All of the performances will have a connection to Marian Anderson, including a special orchestration of Florence Price’s arrangement of “My Soul’s Been Anchored in the Lord,” which was sung by Marian Anderson at her Lincoln Memorial performance on April 9, 1939. The evening will also feature performances by music and artistic director Yannick Nézet-Séguin and The Philadelphia Orchestra with soprano Angel Blue, actress and singer Audra McDonald, and jazz pianist Marcus Roberts.
“I know it will be a moving and meaningful experience to perform for the first time on the stage of Marian Anderson Hall with The Philadelphia Orchestra,” expressed Nézet-Séguin in a press release. “To have exceptional artists like Queen Latifah, Angel Blue, Audra McDonald, and Marcus Roberts—themselves trailblazers in their fields—join us for this momentous occasion will make the evening even more special, as we continue to create a more representative art form. We hope that every person feels welcome in our music and in the concert hall, and that every performance in Marian Anderson Hall serves as a reminder of her legacy and as an inspiration.”

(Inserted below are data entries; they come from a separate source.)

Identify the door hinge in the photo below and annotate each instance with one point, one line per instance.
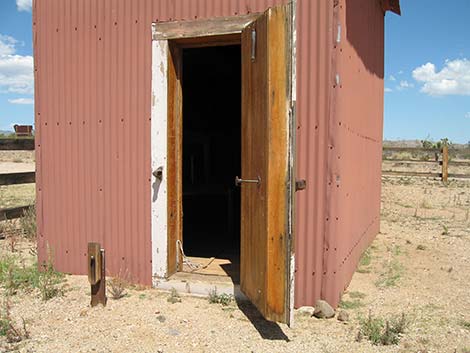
(253, 44)
(300, 185)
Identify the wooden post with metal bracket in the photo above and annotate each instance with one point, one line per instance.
(97, 274)
(445, 163)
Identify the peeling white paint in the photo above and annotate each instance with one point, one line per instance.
(159, 194)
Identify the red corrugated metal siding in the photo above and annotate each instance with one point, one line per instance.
(355, 141)
(93, 61)
(314, 54)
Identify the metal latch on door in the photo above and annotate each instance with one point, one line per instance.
(239, 181)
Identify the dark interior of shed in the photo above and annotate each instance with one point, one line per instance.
(212, 158)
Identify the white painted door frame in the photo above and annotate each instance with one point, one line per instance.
(159, 118)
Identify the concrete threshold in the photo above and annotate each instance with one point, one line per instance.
(199, 285)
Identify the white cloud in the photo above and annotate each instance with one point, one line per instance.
(7, 45)
(404, 85)
(16, 71)
(21, 101)
(24, 5)
(453, 79)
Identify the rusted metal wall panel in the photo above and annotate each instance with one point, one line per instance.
(315, 37)
(355, 140)
(93, 78)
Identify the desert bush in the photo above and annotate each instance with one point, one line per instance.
(216, 298)
(16, 275)
(50, 282)
(351, 304)
(28, 222)
(8, 327)
(380, 331)
(174, 297)
(118, 285)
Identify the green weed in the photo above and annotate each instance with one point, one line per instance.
(380, 331)
(215, 298)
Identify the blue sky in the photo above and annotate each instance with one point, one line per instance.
(427, 66)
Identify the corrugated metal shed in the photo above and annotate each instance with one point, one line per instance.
(93, 78)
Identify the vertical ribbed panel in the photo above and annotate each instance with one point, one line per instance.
(314, 48)
(93, 88)
(93, 78)
(355, 141)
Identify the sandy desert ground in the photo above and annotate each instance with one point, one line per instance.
(419, 266)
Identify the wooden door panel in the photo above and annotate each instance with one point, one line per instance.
(265, 120)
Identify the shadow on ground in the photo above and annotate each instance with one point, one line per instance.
(267, 329)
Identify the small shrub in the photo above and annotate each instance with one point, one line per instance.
(382, 332)
(15, 276)
(391, 275)
(118, 284)
(8, 328)
(174, 297)
(215, 298)
(28, 222)
(50, 282)
(445, 230)
(350, 304)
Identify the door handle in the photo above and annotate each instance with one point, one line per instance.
(239, 181)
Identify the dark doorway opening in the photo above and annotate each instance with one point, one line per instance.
(211, 159)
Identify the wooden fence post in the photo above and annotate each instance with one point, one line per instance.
(445, 163)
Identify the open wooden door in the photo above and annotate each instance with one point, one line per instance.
(265, 271)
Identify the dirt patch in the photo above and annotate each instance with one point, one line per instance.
(17, 195)
(418, 265)
(17, 156)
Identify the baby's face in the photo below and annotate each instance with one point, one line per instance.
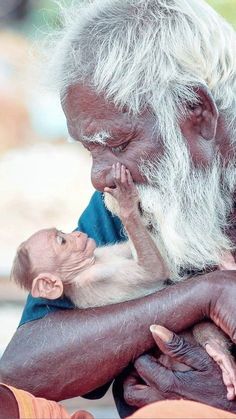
(56, 252)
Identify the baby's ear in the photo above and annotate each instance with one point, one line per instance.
(47, 285)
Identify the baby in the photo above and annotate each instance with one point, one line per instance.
(51, 263)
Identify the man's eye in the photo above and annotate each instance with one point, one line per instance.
(120, 148)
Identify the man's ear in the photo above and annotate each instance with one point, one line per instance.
(47, 285)
(204, 116)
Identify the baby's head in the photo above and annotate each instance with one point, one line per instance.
(49, 259)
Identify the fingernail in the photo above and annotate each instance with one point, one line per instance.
(164, 334)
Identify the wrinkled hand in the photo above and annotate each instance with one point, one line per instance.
(221, 306)
(202, 383)
(125, 191)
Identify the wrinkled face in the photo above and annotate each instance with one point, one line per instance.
(56, 252)
(184, 191)
(110, 135)
(113, 135)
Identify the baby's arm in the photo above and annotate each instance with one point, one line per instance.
(148, 255)
(218, 345)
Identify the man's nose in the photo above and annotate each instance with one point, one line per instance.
(101, 176)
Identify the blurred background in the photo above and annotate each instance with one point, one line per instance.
(44, 179)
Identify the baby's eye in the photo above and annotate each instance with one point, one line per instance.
(61, 240)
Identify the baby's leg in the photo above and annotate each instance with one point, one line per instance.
(217, 345)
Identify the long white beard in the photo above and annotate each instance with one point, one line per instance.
(187, 208)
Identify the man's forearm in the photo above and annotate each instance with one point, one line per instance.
(72, 352)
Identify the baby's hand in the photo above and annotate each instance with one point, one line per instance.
(125, 191)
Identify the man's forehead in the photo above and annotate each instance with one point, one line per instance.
(81, 99)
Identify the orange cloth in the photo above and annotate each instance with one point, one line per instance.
(31, 407)
(180, 409)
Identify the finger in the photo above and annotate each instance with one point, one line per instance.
(111, 191)
(129, 177)
(117, 172)
(226, 363)
(154, 374)
(82, 414)
(140, 395)
(180, 349)
(123, 175)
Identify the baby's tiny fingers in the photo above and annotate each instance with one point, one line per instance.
(111, 191)
(129, 177)
(123, 174)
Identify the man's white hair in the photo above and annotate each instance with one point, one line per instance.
(149, 53)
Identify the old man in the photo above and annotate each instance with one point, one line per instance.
(151, 84)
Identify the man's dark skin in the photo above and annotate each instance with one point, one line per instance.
(70, 353)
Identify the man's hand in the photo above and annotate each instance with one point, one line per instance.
(125, 191)
(202, 383)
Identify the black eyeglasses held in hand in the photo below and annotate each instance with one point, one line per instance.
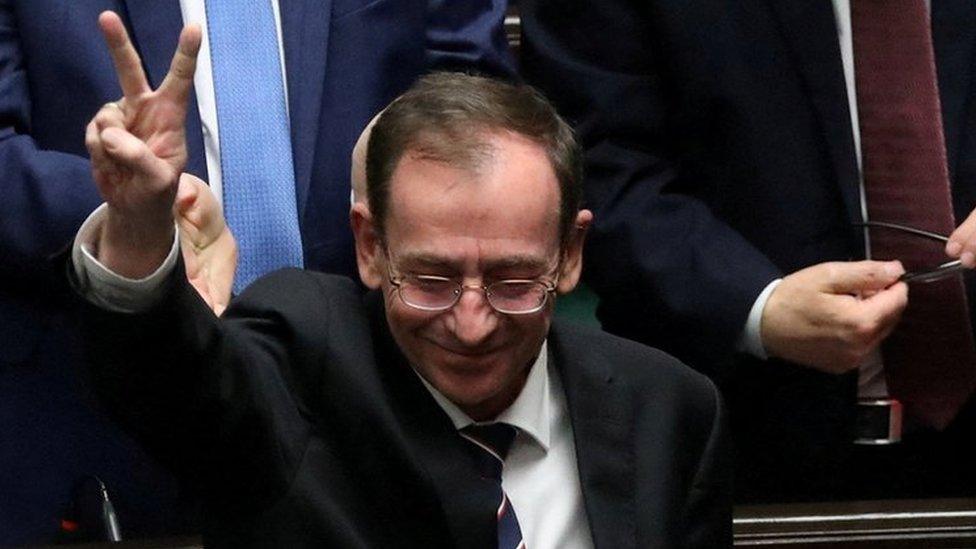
(930, 274)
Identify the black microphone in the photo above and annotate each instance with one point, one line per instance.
(90, 515)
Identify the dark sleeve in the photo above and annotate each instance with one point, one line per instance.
(44, 195)
(669, 272)
(707, 513)
(468, 36)
(218, 400)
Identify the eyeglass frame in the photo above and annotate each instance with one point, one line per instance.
(396, 280)
(932, 274)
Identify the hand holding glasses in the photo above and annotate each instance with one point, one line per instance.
(930, 274)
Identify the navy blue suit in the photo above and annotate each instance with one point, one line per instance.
(720, 156)
(345, 60)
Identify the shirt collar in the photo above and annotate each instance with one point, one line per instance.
(530, 412)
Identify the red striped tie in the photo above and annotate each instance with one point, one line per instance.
(930, 359)
(489, 446)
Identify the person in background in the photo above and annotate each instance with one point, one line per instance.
(317, 71)
(762, 175)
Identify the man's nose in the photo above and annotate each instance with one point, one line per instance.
(474, 320)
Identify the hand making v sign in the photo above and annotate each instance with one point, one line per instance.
(138, 151)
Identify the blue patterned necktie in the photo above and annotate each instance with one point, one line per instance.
(489, 446)
(255, 145)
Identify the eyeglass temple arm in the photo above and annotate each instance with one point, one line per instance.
(905, 228)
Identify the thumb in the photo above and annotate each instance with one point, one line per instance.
(186, 196)
(861, 276)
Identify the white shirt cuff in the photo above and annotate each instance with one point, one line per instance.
(751, 339)
(104, 287)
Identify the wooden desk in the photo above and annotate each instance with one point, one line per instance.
(893, 523)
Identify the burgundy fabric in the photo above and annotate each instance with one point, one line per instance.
(930, 360)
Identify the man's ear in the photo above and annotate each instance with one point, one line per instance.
(368, 246)
(572, 263)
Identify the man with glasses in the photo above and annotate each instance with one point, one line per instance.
(443, 409)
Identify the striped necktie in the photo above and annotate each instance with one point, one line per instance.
(255, 144)
(489, 446)
(930, 359)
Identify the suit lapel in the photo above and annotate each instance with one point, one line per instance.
(305, 35)
(954, 37)
(155, 30)
(810, 29)
(604, 449)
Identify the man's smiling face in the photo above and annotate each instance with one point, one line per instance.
(477, 226)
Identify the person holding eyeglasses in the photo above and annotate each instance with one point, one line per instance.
(445, 408)
(783, 196)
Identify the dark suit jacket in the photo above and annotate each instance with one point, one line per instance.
(720, 157)
(345, 60)
(307, 427)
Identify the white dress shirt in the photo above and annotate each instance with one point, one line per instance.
(540, 475)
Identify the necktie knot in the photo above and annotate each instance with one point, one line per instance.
(489, 444)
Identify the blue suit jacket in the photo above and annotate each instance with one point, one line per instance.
(345, 60)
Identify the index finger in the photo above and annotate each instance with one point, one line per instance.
(859, 276)
(179, 79)
(128, 66)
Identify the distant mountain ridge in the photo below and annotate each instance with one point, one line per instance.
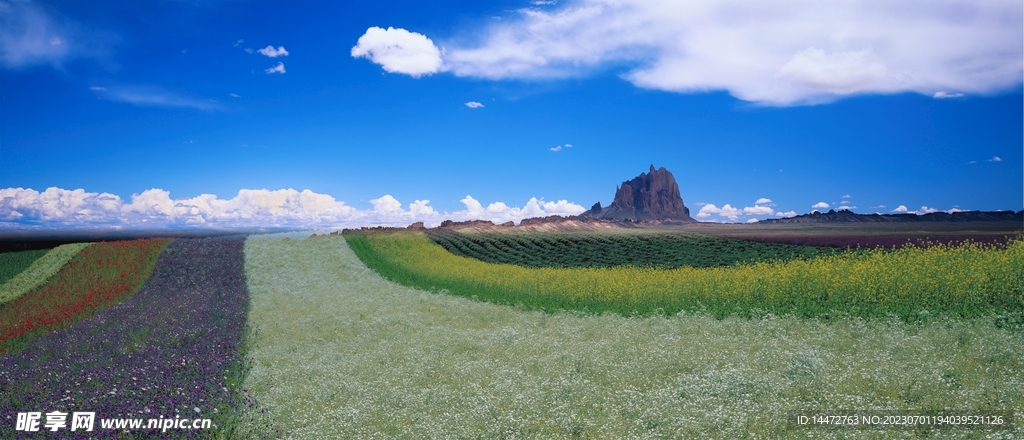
(649, 196)
(845, 216)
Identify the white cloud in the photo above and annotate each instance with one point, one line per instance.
(30, 37)
(280, 69)
(273, 53)
(62, 209)
(398, 51)
(143, 95)
(801, 51)
(726, 211)
(758, 211)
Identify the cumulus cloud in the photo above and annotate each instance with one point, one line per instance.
(64, 209)
(280, 69)
(902, 209)
(802, 51)
(398, 51)
(726, 211)
(273, 53)
(758, 210)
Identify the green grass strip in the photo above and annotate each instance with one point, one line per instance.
(40, 270)
(12, 263)
(911, 282)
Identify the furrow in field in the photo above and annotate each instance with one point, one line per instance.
(170, 350)
(39, 271)
(342, 353)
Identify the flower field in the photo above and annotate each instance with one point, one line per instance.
(98, 276)
(286, 336)
(910, 282)
(175, 348)
(642, 249)
(30, 269)
(343, 353)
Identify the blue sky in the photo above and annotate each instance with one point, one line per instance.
(220, 114)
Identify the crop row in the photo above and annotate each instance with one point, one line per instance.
(887, 242)
(12, 263)
(96, 277)
(173, 349)
(968, 280)
(37, 271)
(656, 249)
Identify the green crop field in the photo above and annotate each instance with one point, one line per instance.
(341, 352)
(910, 282)
(607, 249)
(287, 336)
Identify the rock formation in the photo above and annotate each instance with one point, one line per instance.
(649, 196)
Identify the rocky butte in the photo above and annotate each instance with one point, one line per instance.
(650, 196)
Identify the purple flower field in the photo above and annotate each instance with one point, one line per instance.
(174, 349)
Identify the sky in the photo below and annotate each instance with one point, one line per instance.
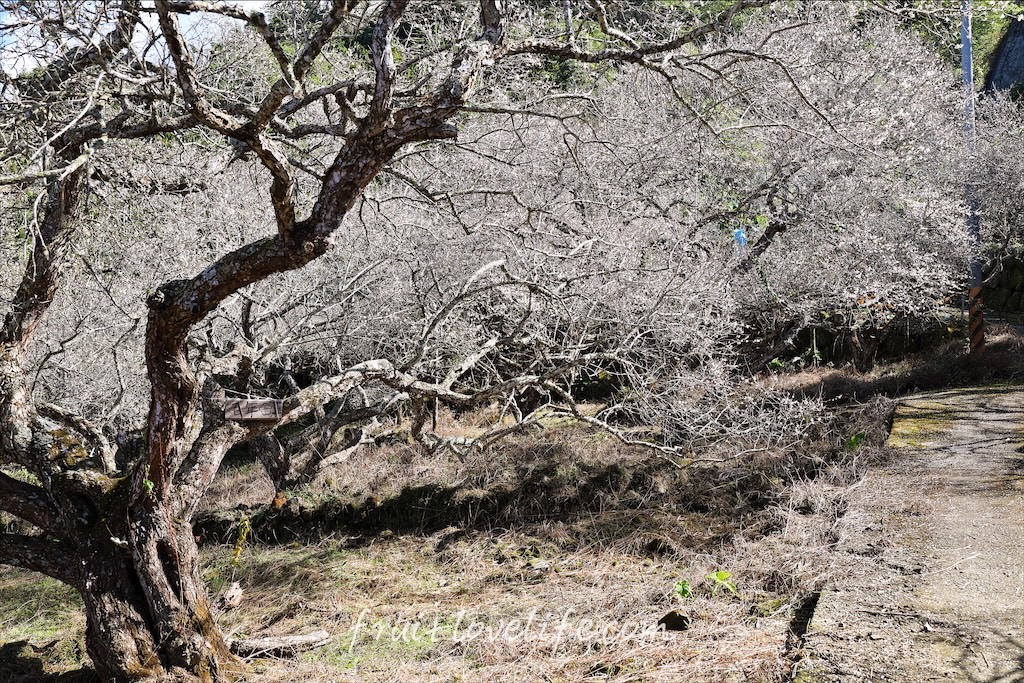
(18, 47)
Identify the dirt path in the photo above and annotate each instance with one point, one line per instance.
(936, 592)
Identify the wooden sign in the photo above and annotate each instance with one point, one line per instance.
(253, 409)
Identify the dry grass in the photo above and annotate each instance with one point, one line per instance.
(568, 528)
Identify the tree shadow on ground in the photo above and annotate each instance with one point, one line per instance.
(23, 663)
(938, 369)
(1009, 667)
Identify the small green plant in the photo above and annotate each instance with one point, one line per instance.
(720, 580)
(244, 528)
(683, 589)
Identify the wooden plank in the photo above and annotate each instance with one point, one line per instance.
(244, 410)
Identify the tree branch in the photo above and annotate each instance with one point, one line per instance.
(29, 502)
(54, 559)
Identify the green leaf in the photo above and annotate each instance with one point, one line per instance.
(720, 580)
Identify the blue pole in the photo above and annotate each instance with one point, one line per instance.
(976, 329)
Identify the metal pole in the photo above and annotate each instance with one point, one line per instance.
(976, 327)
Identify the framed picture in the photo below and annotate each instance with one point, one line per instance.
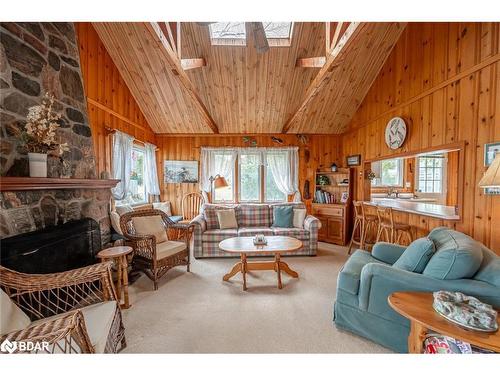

Born in Philadelphia, Marian Anderson was an acclaimed contralto and civil rights activist. She sang with The Philadelphia Orchestra 12 times between 1937 and 1957. After retiring from singing, she returned to the Orchestra to narrate Aaron Copland’s A Lincoln Portrait several times at the Saratoga Performing Arts Center in Saratoga Springs, New York, and at the Robin Hood Dell in Philadelphia. She became a figure for the civil rights movement and Black artists’ struggles when she performed before 75,000 people on the steps of the Lincoln Memorial on this day in 1939 after being denied the opportunity to sing at the Constitution Hall in Washington, DC, due to her race. The Marian Anderson Hall will be a permanent monument to Anderson’s artistry and legacy.